The FCU rule is sans safeguards to prevent its abuse, said Justice Chandurkar, rejecting the Centre’s stand that making the FCU’s findings subject to a legal challenge was a safeguard.

“Under the right to freedom of speech and expression, there is no further ‘right to the truth’, nor is it the responsibility of the State to ensure that citizens are entitled only to ‘information’ that is not fake or false or misleading as identified by the FCU,” the HC said.

The judge also said there was no rationale to undertake an exercise in determining whether information related to the business of the Central govt is either fake or false or misleading when in digital form, but not doing the same when such information is in print.

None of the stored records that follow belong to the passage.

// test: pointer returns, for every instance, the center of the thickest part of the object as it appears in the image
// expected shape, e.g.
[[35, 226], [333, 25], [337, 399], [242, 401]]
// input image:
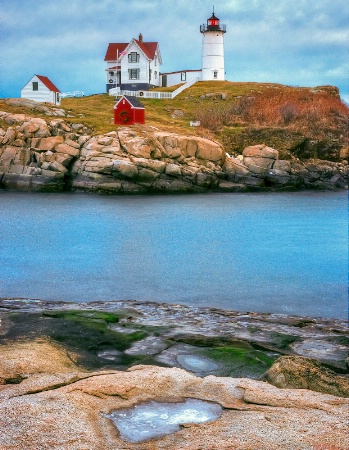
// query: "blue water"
[[272, 252]]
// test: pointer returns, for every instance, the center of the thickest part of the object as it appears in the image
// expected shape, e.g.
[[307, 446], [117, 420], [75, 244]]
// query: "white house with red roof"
[[41, 89], [133, 66]]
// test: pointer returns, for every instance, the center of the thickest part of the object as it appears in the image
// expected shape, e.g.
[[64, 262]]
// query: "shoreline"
[[157, 327], [36, 304]]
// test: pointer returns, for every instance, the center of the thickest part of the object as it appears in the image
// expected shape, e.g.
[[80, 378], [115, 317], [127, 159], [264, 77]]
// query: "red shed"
[[128, 111]]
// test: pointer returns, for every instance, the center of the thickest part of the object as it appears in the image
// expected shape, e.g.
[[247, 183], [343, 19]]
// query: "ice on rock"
[[154, 419]]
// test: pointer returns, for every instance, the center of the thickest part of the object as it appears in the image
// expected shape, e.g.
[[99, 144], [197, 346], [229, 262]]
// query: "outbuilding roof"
[[48, 83]]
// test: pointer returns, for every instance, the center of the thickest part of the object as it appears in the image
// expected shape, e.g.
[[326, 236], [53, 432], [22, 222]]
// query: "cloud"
[[287, 41]]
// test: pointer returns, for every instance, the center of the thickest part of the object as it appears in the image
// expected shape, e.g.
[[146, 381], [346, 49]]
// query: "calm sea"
[[271, 252]]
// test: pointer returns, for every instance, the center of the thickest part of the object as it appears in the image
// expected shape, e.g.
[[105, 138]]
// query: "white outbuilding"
[[41, 89]]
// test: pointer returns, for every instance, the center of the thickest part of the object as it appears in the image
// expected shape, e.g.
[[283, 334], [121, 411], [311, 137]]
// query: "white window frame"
[[133, 74], [133, 57]]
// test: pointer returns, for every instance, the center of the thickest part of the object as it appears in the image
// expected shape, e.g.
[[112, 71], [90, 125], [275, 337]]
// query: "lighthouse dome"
[[213, 22]]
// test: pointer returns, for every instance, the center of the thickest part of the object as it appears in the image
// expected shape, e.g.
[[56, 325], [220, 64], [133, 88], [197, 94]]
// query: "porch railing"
[[117, 92]]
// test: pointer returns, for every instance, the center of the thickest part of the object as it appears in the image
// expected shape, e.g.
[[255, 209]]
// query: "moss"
[[209, 341], [240, 362]]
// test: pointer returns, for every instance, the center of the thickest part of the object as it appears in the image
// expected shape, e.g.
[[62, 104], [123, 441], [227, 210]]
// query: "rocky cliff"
[[51, 154]]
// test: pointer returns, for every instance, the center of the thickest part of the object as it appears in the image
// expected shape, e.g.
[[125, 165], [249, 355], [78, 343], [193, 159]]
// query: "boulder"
[[47, 143], [67, 149], [68, 408], [297, 372], [173, 170], [260, 151]]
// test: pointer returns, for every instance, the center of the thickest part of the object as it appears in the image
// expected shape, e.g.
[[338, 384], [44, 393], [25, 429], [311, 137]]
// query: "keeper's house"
[[41, 89], [128, 111], [133, 66]]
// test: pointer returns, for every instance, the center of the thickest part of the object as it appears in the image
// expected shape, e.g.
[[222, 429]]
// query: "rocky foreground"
[[51, 154], [54, 394]]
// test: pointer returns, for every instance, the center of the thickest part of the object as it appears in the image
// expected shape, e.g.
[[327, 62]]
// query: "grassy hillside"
[[299, 121]]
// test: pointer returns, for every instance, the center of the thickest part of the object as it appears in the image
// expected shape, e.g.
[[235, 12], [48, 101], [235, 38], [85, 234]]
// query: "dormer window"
[[133, 57]]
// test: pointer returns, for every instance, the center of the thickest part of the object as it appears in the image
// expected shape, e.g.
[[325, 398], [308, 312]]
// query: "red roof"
[[149, 48], [114, 50], [48, 83]]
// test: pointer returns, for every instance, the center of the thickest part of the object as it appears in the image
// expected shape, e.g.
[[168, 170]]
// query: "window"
[[133, 74], [133, 57]]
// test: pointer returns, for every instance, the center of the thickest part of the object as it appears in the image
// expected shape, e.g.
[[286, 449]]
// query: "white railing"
[[72, 94], [116, 92]]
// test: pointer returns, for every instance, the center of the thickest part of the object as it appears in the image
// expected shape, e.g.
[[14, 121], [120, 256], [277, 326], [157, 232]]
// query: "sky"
[[292, 42]]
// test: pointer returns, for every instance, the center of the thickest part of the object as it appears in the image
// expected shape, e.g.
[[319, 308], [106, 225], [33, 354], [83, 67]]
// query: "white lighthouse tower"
[[212, 49]]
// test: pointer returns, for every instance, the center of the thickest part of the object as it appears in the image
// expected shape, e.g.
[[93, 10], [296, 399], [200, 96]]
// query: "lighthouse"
[[212, 49]]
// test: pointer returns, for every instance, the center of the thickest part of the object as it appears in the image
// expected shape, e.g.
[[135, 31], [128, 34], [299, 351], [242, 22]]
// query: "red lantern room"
[[213, 22]]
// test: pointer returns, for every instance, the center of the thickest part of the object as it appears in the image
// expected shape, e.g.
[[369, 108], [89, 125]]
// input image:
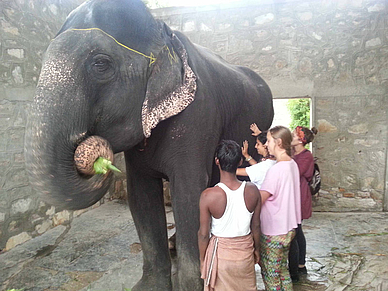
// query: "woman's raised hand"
[[244, 149], [255, 129]]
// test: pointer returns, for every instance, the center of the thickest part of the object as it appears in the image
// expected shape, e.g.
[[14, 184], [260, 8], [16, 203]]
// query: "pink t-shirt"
[[281, 212]]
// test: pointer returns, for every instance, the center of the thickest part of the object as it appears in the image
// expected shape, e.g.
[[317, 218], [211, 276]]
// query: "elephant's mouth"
[[90, 153]]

Justice Chandurkar in a 99 page opinion accepted all major contentions raised by comedian Kunal Kamra and others who challenged its constitutional validity, citing its “chilling effect” on fundamental rights. The judge said he agreed with arguments put forward by senior counsel Arvind Datar and advocates Shadan Farasat and Gautam Bhatia that the rule violated Article 14 (right to equality), Article 19 (1) (a) (freedom of speech), and Article 19(1)(g) (freedom of trade) of the Constitution.